Tornadoes Have Side Effects: A Response to Victor Chernozhukov
Want to share your content on R-bloggers? click here if you have a blog, or here if you don't.
Recently I had a spirited conversation with Victor Chernozhukov, a leading econometrician whose work spans both traditional subjects like panel data modeling and newer application of machine learning models to causal inference. While I admire his work, I objected to his interpretation of a directed a-cyclic graph (DAG: read diagram) that showed fixed effects/varying intercepts as “latent confounders.” Below is Victor’s screenshot which he shared on Twitter:
Victor’s point was not related to the fixed effects-as-confounders aspect of the DAG but rather to people’s conflation of panel data with difference-in-difference methods (a point on which I happen to very much agree with him). We had a substantial back-and-forth over a different question: when including “fixed effects” in a panel data model, which involves including a separate intercept or dummy variable for each case/unit/subject \(i\), what do these intercepts/fixed effects represent in causal terms?

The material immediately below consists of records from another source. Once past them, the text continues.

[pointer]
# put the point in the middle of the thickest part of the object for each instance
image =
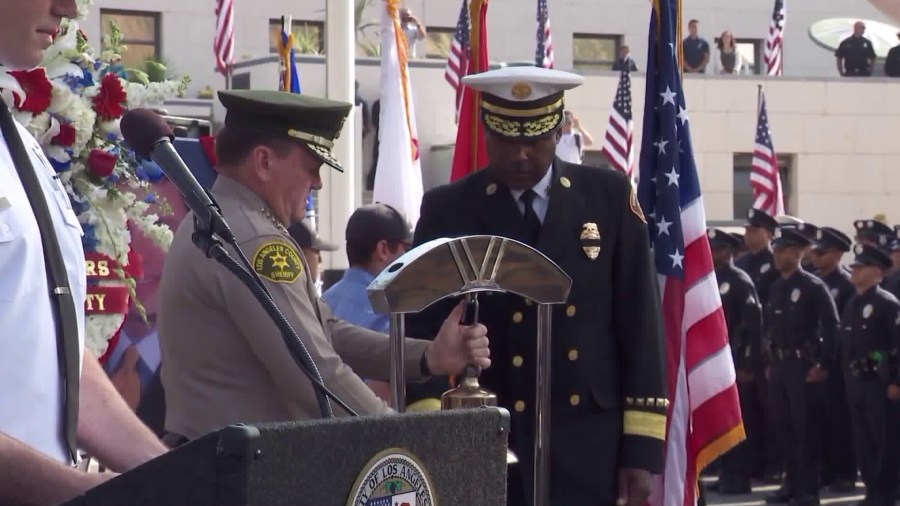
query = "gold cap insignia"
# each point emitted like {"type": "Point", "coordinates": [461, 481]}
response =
{"type": "Point", "coordinates": [521, 90]}
{"type": "Point", "coordinates": [590, 240]}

I think this is an important and largely overlooked question in Judea Pearl’s causal diagram analysis (though of course given how vast the literature is using his methods, I may have simply missed that paper). The promise of making causal graphs like the one above is that we can then figure out what we are likely to observe in Nature given a causal graph, and consequently what kind of statistical models we can use to identify effects. It’s really very cool, and it’s been a big help in my own work.
However, while I appreciate the usage of DAGs, it can be tricky to pin down exactly what they mean. As Pearl explains in his new Book of Why, the importance of causal analysis is to separate the things we see in the world that we are trying to understand from the limitations of mathematical models. To think in causal terms we have to have a causal language. So when we make a causal diagram, we have to think very carefully about how to translate it into other languages such as regression equations.

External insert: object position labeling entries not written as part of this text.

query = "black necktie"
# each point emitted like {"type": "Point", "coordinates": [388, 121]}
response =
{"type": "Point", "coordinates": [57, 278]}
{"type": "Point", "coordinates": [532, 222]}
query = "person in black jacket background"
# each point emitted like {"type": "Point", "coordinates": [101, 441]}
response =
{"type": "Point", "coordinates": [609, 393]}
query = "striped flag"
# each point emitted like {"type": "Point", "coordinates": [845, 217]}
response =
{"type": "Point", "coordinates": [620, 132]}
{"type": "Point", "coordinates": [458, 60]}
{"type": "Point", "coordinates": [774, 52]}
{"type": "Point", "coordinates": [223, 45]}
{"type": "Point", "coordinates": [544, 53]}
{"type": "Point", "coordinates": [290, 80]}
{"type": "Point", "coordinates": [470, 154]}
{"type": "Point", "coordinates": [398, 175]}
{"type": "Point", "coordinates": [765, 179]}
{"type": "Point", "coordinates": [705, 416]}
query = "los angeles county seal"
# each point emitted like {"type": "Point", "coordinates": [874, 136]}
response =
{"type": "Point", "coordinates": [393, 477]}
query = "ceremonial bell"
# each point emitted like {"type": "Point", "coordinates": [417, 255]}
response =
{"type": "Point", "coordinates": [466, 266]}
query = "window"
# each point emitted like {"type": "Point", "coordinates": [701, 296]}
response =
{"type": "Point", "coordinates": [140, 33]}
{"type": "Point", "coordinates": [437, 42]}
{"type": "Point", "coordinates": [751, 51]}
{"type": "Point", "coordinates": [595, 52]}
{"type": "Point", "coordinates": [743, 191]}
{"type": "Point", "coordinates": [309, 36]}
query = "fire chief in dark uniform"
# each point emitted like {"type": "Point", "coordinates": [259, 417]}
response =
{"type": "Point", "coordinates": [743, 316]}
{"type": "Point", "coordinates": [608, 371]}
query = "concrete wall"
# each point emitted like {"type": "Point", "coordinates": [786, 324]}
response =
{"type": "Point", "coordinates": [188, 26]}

In a causal diagram, every node on the graph has to be its own separate causal factor. For that to be true, it has to have some kind of independent existence in the “real world.” We could also call it a random variable–some trait we can observe that can take on multiple values. If we have a complete and accurate causal graph, we can then know with confidence which variables we need to measure to ensure so that our statistics have a causal interpretation.
Now going back to Figure 8.1 above, it’s useful to think about the nodes on this graph and what they mean. The two main actors in the graph are \(D_{it}\), the treatment or main predictor of interest, and \(Y_{it}\), the outcome, indexed by \(i\) for cases/units/subjects and \(t\) for time. We also have two potential confounding variables, \(W_{it}\) and \(\alpha_i\). \(W_{it}\) is a conventional confounder: it sets up a “back-door” path between the treatment \(D_{it}\) and the outcome \(Y_{it}\) by causing both of them. If we don’t include \(W_{it}\), its causal influence will get absorbed by \(D_{it}\) in our regression model and we won’t know what the real causal effect of \(D_{it}\) is.
All well and good so far, but we still have this mysterious \(\alpha_i\). The first thing you should notice, of course, is that this variable is not indexed by \(t\). Why is that? Well, these variables represent intercepts or dummy variables that are included in the model, one for each case/subject/unit in the data. The DAG is claiming that these intercepts confound the relationship between \(D_{it}\) and \(Y_{it}\) in a manner identical to \(W_{it}\), and interestingly, also cause \(W_{it}\) in some sense. Based on this DAG, we must then include these intercepts to identify the effect of \(D_{it}\) just as we did with \(W_{it}\). Problem solved! We can all now go get a beer and call it a day.
Well… not so fast. Again, one element of causal analysis is that we are studying things “in the real world.” Each element of our graph must be some factor or force or element which we could (at least in theory) manipulate. Does including an intercept for each case meet that standard? I would say that in general, no. Including these intercepts is often a good idea to build a model that is relevant to your research question, but it’s neither necessary nor sufficient for causal inference with panel data. (A bold statement, but read on!)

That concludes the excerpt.